Can I use grep to extract a single column of a CSV

2020-03-30 03:57发布

问题:

I'm trying to solve o problem I have to do as soon as possible. I have a csv file, fields separated by ;. I'm asked to make a shell command using grep to list only the third column, using regex. I can't use cut. It is an exercise.

My file is like this:

1;Evan;Bell;39;Obigod Manor;Ekjipih;TN;25008
2;Wayne;Watkins;22;Lanme Place;Cotoiwi;NC;86578
3;Danny;Vega;25;Fofci Center;Momahbih;MS;21027
4;Larry;Robinson;23;Bammek Boulevard;Gaizatoh;NE;27517
5;Myrtie;Black;20;Savon Square;Gokubpat;PA;92219
6;Nellie;Greene;23;Utebu Plaza;Rotvezri;VA;17526
7;Clyde;Reynolds;19;Lupow Ridge;Kedkuha;WI;29749
8;Calvin;Reyes;47;Paad Loop;Beejdij;KS;29247
9;Douglas;Graves;43;Gouk Square;Sekolim;NY;13226
10;Josephine;Estrada;48;Ocgig Pike;Beheho;WI;87305
11;Eugene;Matthews;26;Daew Drive;Riftemij;ME;93302
12;Stanley;Tucker;54;Cure View;Woocabu;OH;45475
13;Lina;Holloway;41;Sajric River;Furutwe;ME;62184
14;Hettie;Carlson;57;Zuheho Pike;Gokrobo;PA;89098
15;Maud;Phelps;57;Lafni Drive;Gokemu;MD;87066
16;Della;Roberson;53;Zafe Glen;Celoshuv;WV;56749
17;Cory;Roberson;56;Riltav Manor;Uwsupep;LA;07983
18;Stella;Hayes;30;Omki Square;Figjitu;GA;35813
19;Robert;Griffin;22;Kiroc Road;Wiregu;OH;39594
20;Clyde;Reynolds;19;Lupow Ridge;Kedkuha;WI;29749
21;Calvin;Reyes;47;Paad Loop;Beejdij;KS;29247
22;Douglas;Graves;43;Gouk Square;Sekolim;NY;13226
23;Josephine;Estrada;48;Ocgig Pike;Beheho;WI;87305
24;Eugene;Matthews;26;Daew Drive;Riftemij;ME;93302

I think I should use something like: cat < test.csv | grep 'regex'.

Thanks.

回答1:

Right Tools For The Job: Using awk or cut

Assuming you want to match the third column against a specific field:

awk -F';' '$3 ~ /Foo/ { print $0 }' file.txt

...will print any line where the third field contains Foo. (Changing print $0 to print $3 would print only that third field).

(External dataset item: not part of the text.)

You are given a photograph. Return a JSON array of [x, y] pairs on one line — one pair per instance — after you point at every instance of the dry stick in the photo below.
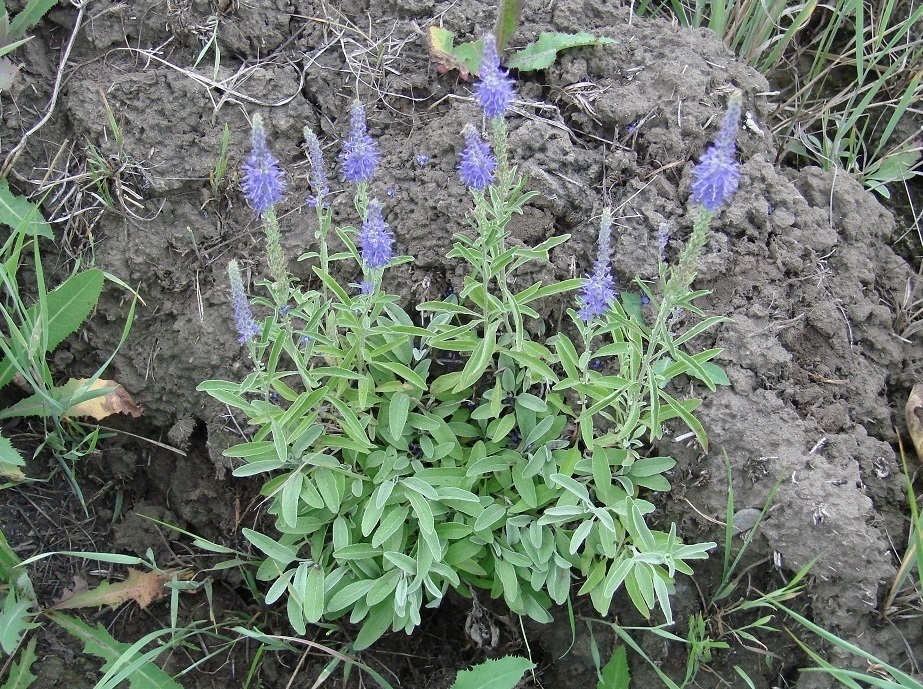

If you just want to print the third column regardless, use cut: cut -d';' -f3 <file.txt

Wrong Tool For The Job: Using GNU grep

On a system where grep has the -o option, you can chain two instances together -- one to trim everything after the fourth column (and remove lines with less than four columns), another to take only the last remaining column (thus, the fourth):

str='foo;bar;baz;qux;meh;whatever'
grep -Eo '^[^;]*[;][^;]*[;][^;]*[;][^;]*' <<<"$str" \
  | grep -Eo '[^;]+$'

To explain how that works:

  • ^, outside of square brackets, matches only at the beginning of a line.
  • [^;]* matches any character except ; zero-or-more times.
  • [;] matches only the character ;.

...thus, each [^;]*[;] in the regex matches a single field, whether or not that field contains text. Putting four of those in the first stage means we're matching only fields, and grep -o tells grep to only emit content it was successfully able to match.



回答2:

If you just need the 3rd field and it's always properly delimited with ';' why not use 'cut'?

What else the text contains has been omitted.